Camilo Villegas (76-65), on needing only 23 putts after taking 34 the day before, helping him finish with five consecutive birdies: "Just trying to even it out, man."
Villegas on how the wind affected play: "Downwind you can hit a drive that goes 370 yards, and then you get into the wind and you're hitting a driver 230. I mean, on the sixth hole I believe I had 205 to the front, and I killed a 3-wood, perfect, and it pitched two yards on. My 3-wood normally carries 260."
Jim Furyk (71-71), on playing with Villegas and watching his five consecutive birdies: "I can see it happening, but just as quick as that happens, I can understand five bogeys in a row, too. It's a tough golf course."
Greg Norman (70-70), asked during a press conference whether, given his minimal expectations entering the Open, he had made any alternative plans for the weekend in case he missed the cut: "No. [Laughter.] Boy, I missed you guys." [Laughter.]
Norman, estimating his tennis expertise after marrying Chris Evert: "I'm about a 20-handicap or 18-handicapper. I'm just learning how to get it back across the net."

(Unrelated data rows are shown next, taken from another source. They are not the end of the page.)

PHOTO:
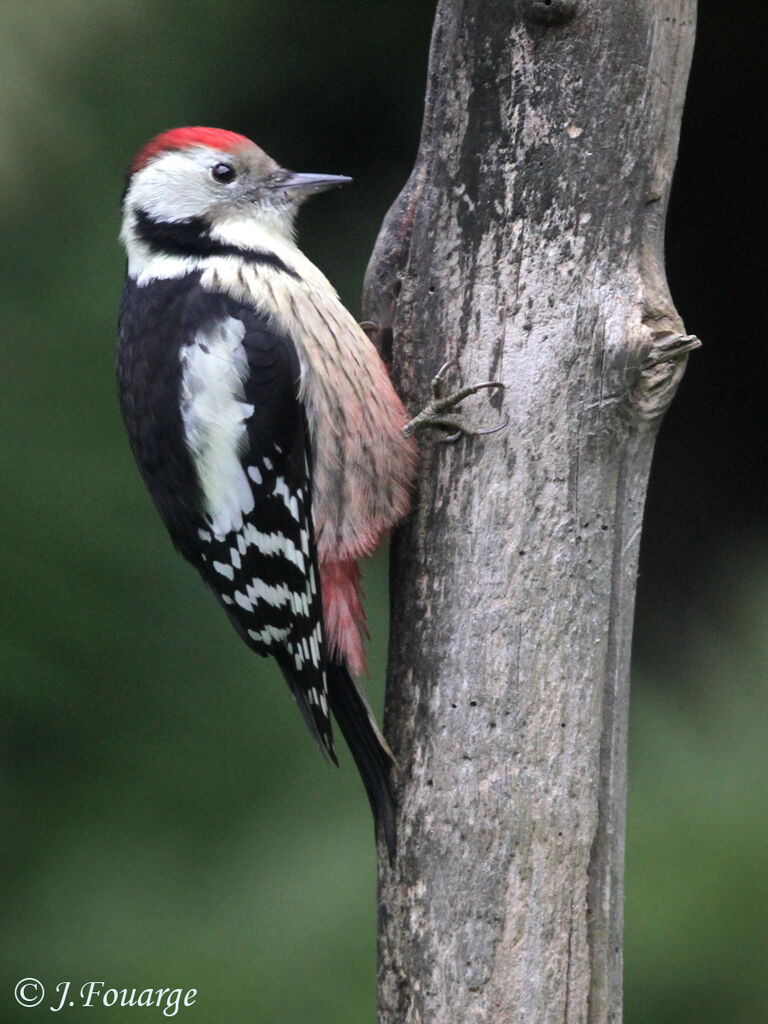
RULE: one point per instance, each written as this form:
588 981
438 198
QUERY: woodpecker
261 417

Adam Scott (70-74), on Norman, a fellow Aussie 25 years his senior: "When he was one under through nine and I was still around the mark, I was trying to get myself up there so I could maybe play with him over the weekend. That would have been awesome--paired with him late in an Open at the weekend would be great. I'll have to play well tomorrow, and hopefully I'll catch him Sunday."

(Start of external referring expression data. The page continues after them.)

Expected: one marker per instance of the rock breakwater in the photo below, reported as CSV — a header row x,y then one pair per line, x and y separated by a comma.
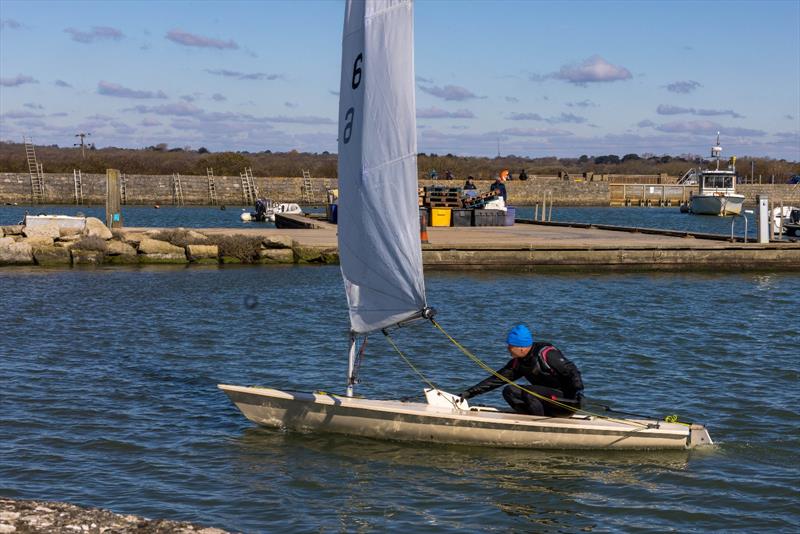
x,y
22,516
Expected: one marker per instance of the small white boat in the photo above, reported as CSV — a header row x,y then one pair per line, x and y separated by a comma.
x,y
381,263
265,210
717,189
785,220
286,208
476,426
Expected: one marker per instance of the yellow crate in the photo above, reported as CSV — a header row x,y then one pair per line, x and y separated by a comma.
x,y
440,216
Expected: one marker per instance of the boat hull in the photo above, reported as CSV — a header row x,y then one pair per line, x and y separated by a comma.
x,y
716,204
410,421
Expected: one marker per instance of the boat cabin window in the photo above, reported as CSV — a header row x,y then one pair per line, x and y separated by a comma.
x,y
718,181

Rocco Mediate (69-73): "I hit the ball a million times better today, shot four shots higher. Go figure."
Sergio Garcia (72-73), on three-putting the 18th: "While I appeared calm on the outside, the things I was saying to myself were not very nice."
Mark O'Meara (74-77), the Open champion at Birkdale in 1998: "I putted so badly for two days... I'm not a real happy camper right now."

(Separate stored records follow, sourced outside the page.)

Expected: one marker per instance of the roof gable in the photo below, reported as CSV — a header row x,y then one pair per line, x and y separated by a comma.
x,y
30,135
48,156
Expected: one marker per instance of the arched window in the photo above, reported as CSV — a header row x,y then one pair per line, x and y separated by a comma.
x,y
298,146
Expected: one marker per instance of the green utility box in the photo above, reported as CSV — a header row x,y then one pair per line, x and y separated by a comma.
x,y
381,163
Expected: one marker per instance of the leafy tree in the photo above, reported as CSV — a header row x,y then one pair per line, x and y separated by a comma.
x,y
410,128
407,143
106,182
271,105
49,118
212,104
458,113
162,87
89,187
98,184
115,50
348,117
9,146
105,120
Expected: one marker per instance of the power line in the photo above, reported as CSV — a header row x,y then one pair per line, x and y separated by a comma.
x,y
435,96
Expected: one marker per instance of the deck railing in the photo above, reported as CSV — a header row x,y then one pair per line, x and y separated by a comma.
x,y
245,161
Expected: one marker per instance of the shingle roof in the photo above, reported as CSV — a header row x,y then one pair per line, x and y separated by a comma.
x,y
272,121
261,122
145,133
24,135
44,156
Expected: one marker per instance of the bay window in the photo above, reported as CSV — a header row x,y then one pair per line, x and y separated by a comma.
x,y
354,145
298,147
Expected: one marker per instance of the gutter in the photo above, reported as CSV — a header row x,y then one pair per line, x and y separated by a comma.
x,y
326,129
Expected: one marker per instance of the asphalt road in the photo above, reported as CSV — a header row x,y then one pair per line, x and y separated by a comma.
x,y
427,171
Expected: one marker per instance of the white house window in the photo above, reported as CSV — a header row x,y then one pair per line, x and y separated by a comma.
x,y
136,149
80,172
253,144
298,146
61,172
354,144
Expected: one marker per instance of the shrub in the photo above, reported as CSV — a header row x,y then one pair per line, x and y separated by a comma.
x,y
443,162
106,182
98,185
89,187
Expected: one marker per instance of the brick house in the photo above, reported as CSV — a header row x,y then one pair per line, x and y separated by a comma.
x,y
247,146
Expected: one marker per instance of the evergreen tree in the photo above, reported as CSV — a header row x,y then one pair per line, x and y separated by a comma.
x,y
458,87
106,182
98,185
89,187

Robert Allenby (69-73): "You can't attack this golf course. As soon as you start attacking it, it'll grab you and chew you up, that's for sure."
Graeme McDowell (69-73): "Four or five days swinging the golf club in this kind of wind I think inevitably takes its toll a little bit, and I felt my rhythm wasn't quite there the first 10 or 11 holes."
Jean Van de Velde (73-71), on waking up at 4:30 a.m. for his 6:30 starting time: "It's been a while since I've done that, but when I play the Open or other big tournaments, I'd be happy to come down at 6:30 every day if I could keep playing golf for many years to come."